Pour « Bhl », protagoniste de la guerre de Libye, à l’origine de l’implication française dans le conflit, c’est un nouveau genre de défi, bien loin du Moyen-Orient, mais – on l’imagine – entrepris avec l’habituel esprit combattif qui anime toutes les initiatives du philosophe de soixante-quatre ans. L’événement est entouré d’un certain mystère, car Lévy est à la fin de la phase de reconnaissance qui l’a conduit dans les plus grands musées du monde et à découvrir les principales collections privées, en France, aux Etats-Unis, en Allemagne, Suisse, Italie et en Israël. Il s’agit de l’un des grands événements culturels de l’année 2013, et il était inévitable qu’il ne soit pas passé sous silence.

Le directeur de la Fondation Maeght, Olivier Kaeppelin, a contacté Lévy il y a plus d’un an, alors que celui-ci était à peine revenu de l’une de ses nombreuses missions en Libye, lui donnant carte blanche pour organiser la traditionnelle exposition d’été, qui est le moment clou de la saison de cette fondation d’art inaugurée il y a presque cinquante ans par le grand ministre de la Culture André Malraux.

En 1973, la Fondation Maeght accueillit la tentative de transposer dans le réel le « musée imaginaire » pensé par Malraux, qui entendait dépasser la valeur propre à chaque œuvre en mettant côte à côte un masque Maya et un tableau de Picasso, tous deux considérés comme des témoignages équivalents de l’aspiration humaine à représenter et à questionner le monde.

Le principe de l’exposition conçue par Lévy sera différent : intervenir dans l’éternel débat sur la valeur de l’art contemporain en recourant à la preuve par neuf de la juxtaposition d’une œuvre classique avec une création moderne ou contemporaine, pour vérifier sur le terrain in vivo si cette dernière soutient la confrontation.

L’approche de Lévy, visiteur familier de la Venise des palais classiques autant que de celle du centre d’art contemporain de la Punta della Dogana, est libre de tout préjugé.

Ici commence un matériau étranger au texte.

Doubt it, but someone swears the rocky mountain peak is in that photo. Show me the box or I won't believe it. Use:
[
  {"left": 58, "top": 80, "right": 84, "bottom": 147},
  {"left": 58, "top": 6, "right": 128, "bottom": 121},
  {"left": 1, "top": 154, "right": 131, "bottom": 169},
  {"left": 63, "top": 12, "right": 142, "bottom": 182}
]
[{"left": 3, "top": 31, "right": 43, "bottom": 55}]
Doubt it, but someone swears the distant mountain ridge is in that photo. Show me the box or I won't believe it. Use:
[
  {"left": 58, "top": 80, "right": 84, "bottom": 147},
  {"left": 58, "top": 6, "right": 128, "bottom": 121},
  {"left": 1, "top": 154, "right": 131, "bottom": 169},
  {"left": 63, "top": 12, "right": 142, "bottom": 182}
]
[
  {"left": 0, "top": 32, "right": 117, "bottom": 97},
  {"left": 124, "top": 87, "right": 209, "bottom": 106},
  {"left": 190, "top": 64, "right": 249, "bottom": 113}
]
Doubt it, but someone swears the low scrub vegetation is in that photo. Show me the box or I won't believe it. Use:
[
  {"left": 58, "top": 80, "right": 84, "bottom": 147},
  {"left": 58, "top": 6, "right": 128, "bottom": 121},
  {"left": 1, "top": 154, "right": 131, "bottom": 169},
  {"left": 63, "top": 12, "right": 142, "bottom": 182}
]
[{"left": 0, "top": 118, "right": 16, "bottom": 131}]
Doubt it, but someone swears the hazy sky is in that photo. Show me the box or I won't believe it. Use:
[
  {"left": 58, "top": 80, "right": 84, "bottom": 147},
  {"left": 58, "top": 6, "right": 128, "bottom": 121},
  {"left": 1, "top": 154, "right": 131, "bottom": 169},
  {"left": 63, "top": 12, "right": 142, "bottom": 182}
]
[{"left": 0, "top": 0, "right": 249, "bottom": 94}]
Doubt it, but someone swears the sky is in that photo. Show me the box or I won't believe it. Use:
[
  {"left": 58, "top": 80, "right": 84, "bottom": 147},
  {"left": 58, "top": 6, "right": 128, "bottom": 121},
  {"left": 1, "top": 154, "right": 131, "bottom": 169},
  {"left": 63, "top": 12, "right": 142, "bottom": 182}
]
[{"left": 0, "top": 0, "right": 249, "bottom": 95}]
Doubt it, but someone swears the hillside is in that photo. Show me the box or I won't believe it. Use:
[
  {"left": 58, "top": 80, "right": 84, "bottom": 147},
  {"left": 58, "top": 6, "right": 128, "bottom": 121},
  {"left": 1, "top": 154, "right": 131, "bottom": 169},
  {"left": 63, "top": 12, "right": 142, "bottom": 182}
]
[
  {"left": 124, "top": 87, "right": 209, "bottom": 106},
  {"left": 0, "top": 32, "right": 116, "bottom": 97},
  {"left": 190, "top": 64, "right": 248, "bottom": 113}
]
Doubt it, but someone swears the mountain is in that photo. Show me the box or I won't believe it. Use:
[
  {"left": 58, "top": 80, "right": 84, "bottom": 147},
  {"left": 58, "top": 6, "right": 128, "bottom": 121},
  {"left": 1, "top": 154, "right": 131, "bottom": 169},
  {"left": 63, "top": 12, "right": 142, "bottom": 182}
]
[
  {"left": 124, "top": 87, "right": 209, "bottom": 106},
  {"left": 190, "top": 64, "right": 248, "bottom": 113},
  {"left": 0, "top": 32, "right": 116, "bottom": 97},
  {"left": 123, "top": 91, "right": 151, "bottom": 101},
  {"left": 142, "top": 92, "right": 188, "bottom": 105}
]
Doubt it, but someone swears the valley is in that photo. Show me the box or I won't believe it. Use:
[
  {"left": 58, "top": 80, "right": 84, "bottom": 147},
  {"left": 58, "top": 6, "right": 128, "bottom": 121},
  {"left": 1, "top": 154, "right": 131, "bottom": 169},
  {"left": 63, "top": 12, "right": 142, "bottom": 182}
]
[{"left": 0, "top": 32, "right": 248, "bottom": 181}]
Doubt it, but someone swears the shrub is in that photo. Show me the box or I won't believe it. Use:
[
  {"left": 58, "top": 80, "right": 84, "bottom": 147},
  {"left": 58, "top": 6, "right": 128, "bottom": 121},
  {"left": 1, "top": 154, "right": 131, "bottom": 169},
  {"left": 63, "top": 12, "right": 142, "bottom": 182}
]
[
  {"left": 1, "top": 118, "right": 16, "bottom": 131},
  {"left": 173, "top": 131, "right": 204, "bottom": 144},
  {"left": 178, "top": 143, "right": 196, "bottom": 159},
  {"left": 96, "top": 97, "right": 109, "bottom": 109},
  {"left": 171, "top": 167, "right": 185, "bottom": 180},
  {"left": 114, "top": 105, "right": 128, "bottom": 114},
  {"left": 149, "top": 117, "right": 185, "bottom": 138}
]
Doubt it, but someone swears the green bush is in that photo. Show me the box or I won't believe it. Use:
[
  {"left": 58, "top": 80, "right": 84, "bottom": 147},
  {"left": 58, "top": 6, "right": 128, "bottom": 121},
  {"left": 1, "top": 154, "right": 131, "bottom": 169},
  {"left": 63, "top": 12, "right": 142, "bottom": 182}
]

Les indiscrétions parlent du concours de François Pinault, de Miuccia Prada et de Daniela Ferretti, directrice du Palais Fortuny.

Le rapport tourmenté entre peinture et philosophie aura pour fil conducteur l’iconoclastie, héritée de la conception platonique, propre aussi à la tradition hébraïque mais qui n’est pas étrangère aux débuts de la chrétienté.

L’exposition rendra compte de la résurgence périodique de l’hérésie iconoclaste, qui va de l’évêque espagnol Claude, qui, dans la Turin du IXe siècle brûlait croix et reliques, considérant les images sacrées comme un héritage du paganisme et l’expression de la matérialité de l’homme, et non comme manifestation du divin, jusqu’à Marcel Duchamp et d’autres artistes contemporains.

La relation entre art et littérature, entre peintres et théologiens, mécènes et collectionneurs, a  souvent été étudiée, mais les rapports qui se nouent entre peinture et philosophie sont restés peu explorés jusqu’à aujourd’hui. L’exposition de la Fondation Maeght (qui, avec le Centre Pompidou et le Palais de Tokyo, est le poumon de l’art contemporain en France) entend reparcourir ce corps à corps, cette bataille à travers les siècles, avec un propos qui commence avec Platon et débouche sur Kant, Hegel et Croce, à travers la contribution de vingt artistes contemporains qui ont accepté de lire, face à la caméra de Lévy, vingt textes philosophiques.

Les philosophes-clés sont Platon, Heidegger, Shelling et, surtout, Nietzsche, qui renverse le platonisme. L’hommage au Turin de Nietzsche, De Chirico et  à sa « peinture métaphysique » influencée par le penseur allemand, était inévitable. Rendez-vous à la Fondation Maeght pour Les formes de la pensée, à partir du 29 juin 2013.